Die Klägerin stellt im Berufungsverfahren folgende Anträge

1. Das Urteil des Arbeitsgerichts Würzburg vom 08.05.2018, Az: 2 Ca 1248/17, wird aufgehoben.

2. Die Beklagte wird verurteilt an die Klägerin 265,41 € brutto nebst Zinsen in Höhe von 5 Prozentpunkten über dem Basiszinssatz seit 22.02.2017 zu zahlen.

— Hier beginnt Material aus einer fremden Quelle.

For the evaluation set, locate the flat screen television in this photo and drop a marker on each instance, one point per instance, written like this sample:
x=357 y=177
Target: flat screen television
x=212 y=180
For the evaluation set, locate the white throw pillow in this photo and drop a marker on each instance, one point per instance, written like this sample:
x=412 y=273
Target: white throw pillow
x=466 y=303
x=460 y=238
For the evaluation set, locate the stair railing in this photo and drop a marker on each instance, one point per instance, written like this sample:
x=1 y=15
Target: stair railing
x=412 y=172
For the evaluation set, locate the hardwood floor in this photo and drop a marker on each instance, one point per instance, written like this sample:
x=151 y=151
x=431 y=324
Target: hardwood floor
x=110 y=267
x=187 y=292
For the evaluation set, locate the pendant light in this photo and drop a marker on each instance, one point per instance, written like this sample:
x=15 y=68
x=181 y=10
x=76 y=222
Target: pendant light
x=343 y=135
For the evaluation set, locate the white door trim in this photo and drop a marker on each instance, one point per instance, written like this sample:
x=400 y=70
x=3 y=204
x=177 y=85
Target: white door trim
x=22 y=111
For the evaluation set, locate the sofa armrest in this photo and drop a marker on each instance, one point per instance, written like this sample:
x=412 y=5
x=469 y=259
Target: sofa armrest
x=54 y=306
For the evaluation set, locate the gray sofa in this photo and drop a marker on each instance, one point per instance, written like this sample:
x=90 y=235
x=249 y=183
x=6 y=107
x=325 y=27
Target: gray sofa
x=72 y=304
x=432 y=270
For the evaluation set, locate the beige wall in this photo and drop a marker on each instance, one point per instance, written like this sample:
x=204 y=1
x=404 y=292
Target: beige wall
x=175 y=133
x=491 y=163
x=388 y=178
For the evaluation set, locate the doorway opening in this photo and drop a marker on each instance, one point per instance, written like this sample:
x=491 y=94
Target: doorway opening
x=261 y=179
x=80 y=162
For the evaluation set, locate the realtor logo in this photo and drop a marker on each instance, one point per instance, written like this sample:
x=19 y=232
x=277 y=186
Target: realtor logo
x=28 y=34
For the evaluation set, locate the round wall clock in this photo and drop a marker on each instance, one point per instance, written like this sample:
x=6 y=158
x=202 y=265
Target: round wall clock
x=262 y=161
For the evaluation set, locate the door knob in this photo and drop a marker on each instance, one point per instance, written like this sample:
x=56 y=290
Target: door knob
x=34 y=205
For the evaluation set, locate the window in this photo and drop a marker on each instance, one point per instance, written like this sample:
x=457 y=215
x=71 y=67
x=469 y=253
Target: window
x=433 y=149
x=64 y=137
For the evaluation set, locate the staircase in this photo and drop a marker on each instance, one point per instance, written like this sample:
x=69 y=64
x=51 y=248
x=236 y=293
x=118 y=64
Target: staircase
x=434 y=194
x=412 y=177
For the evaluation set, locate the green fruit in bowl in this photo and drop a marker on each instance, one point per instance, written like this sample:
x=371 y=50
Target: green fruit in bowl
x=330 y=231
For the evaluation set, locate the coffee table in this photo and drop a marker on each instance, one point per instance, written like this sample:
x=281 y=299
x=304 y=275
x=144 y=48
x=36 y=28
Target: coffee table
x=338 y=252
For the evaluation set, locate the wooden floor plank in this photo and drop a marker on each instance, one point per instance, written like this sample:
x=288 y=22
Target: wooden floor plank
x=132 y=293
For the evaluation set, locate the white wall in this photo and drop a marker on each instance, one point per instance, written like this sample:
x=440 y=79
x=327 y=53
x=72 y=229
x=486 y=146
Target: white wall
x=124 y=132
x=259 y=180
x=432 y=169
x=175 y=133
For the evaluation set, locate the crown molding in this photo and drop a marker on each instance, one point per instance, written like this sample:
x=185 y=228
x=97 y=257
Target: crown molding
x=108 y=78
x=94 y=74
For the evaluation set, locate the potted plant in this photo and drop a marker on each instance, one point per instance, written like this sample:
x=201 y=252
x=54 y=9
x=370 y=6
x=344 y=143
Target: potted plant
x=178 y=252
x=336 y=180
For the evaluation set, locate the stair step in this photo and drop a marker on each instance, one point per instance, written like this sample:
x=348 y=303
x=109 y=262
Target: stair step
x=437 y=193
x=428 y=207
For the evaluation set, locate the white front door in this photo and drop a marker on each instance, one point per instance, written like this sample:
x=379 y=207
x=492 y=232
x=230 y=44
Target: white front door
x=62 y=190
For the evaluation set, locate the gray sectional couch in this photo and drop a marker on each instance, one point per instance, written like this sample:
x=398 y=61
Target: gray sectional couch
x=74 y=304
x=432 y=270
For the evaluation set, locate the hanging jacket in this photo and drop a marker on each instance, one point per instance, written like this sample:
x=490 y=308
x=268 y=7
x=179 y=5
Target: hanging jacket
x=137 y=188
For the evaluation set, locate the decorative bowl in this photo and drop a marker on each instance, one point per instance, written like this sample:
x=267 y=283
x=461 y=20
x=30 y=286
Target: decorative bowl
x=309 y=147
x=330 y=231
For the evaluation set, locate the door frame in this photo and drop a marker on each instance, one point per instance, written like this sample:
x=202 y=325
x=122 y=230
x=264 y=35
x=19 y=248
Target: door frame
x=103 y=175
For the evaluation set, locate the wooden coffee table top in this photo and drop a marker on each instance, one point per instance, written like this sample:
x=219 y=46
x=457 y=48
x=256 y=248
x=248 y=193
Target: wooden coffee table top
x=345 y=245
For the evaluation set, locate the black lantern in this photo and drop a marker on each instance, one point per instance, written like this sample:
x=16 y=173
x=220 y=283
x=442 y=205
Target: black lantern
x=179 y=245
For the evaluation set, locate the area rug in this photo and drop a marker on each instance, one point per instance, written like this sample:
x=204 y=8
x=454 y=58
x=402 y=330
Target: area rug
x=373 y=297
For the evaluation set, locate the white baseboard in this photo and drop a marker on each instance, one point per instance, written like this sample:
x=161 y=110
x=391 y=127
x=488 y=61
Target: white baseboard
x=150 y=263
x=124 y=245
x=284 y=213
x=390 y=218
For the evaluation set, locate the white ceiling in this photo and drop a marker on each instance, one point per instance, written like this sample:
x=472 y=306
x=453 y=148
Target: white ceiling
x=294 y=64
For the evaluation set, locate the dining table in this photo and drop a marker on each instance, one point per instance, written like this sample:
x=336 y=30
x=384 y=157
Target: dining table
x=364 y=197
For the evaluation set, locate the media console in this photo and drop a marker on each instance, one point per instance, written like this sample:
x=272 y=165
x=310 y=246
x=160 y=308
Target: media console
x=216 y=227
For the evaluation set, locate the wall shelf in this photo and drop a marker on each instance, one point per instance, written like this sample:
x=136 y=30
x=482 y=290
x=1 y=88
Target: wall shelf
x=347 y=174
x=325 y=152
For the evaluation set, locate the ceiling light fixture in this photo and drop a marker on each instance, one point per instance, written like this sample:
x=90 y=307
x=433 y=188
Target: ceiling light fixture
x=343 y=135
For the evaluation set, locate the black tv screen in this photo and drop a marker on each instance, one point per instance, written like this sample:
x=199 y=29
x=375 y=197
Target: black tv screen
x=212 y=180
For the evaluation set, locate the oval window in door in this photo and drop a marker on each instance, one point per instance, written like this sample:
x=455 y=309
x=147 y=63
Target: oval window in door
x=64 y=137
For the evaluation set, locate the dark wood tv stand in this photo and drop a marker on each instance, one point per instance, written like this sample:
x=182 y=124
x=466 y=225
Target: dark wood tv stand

3. Die Beklagte wird verurteilt an die Klägerin 108,58 € brutto nebst Zinsen in Höhe von 5 Prozentpunkten über dem Basiszinssatz seit 22.03.2017 zu zahlen.

4. Die Beklagte wird verurteilt an die Klägerin 263,72 € brutto abzüglich Euro netto nebst Zinsen in Höhe von 5 Prozentpunkten über dem Basiszinssatz seit 24.04.2017 zu zahlen.

5. Die Beklagte wird verurteilt an die Klägerin 659,01 € brutto nebst Zinsen in Höhe von 5 Prozentpunkten über dem Basiszinssatz seit 23.05.2017 zu zahlen.

Die Beklagte beantragt Zurückweisung der Berufung.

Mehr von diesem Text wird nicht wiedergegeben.